…My outfit jumped into Normandy about 1:30 a.m. on D-Day morning. None of us had any combat experience up until that time. On D-Day plus three, I was hit pretty hard, and I wouldn’t be speaking to you today if it wasn’t for one of our platoon sergeants, a very good friend of mine. His name was Joe Zettwich, he was from Pennsylvania, and his nickname was Punchy, because he was an excellent light-heavyweight boxer. At the risk of his own life, Punchy came out where I was injured and dragged me to cover. I was evacuated to Utah Beach, and then back to England where I was hospitalized for seven weeks.

In late July, the 101st and 82nd Airborne returned to England to get needed replacements and equipment. In late August I rejoined my company, and a few weeks later we received orders for “Operation Market Garden” in Holland, attached to the British Second Army. Over the next 72 days, we drove a corridor to the Rhine River…

From there we were removed to France, again to receive replacements and equipment. But after about two weeks, on the 15th of December, we learned that the Germans had launched a fierce offensive on our eastern lines of defense. So with very little preparation, we loaded onto cattle trucks and drove all night, arriving the next morning at Bastogne, Belgium.

To show you how ill-prepared we were to go into a major battle, when our battalion marched as ordered to a nearby village called Noville, through a crossroads called Foy, tankers from the 10th Armored, parked in the center of the road, were handing us loose 30-caliber ammunition so that we could load the clips in our M-1 rifles. Once in Noville, we were completely surrounded by the Germans. What saved us was a thick fog that prevented the enemy from seeing us. Still we were pounded extremely hard. Finally we got orders that if we could batter our way back through Foy, to within range of the American lines at Bastogne, we would get artillery support. Unbeknownst to us, meanwhile, Bastogne had been surrounded too.
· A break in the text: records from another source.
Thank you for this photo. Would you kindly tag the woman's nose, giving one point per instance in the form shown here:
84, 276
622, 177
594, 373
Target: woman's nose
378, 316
When we arrived at Foy on the way back, the fog was just beginning to lift, and we discovered that Foy was now fortified by a German strongpoint. A fierce firefight occurred, and we lost a lot of people. So did the Krauts. But during that fight, my dear friend Punchy was hit. Strangely, he was hit in much the same place I had been hit six months earlier in Normandy, when he had saved my life. Joe Reed, our first sergeant, and I carried Punchy across the road and loaded him onto a half-track. And I’ll never forget what happened then. I told Punchy, “Punchy, you’re going to be okay,” and he answered, “I don’t think so.” Punchy died in that half-track later that day.
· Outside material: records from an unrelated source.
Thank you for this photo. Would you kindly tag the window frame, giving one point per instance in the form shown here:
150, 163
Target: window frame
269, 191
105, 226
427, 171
Now I’d like to fast-forward to mid-June of 1994, the 50th anniversary of D-Day. Three of my old comrades and I flew over to Brussels, rented a car, and went to visit all of our old battlegrounds. When we got to Bastogne, we found the Henri-Chapelle American Cemetery, and I found Punchy.

All I can find words to say right now is that it was a traumatic moment…A few months ago I read Flags of Our Fathers, by James Bradley, the son of John “Doc” Bradley, a Navy corpsman who accompanied the 5th Marines 28th Regiment at Iwo Jima. Doc Bradley was one of the six soldiers who raised the American flag on Mt. Suribachi, and one of three of those six who survived the battle over that God-forsaken, eight-acre piece of rock.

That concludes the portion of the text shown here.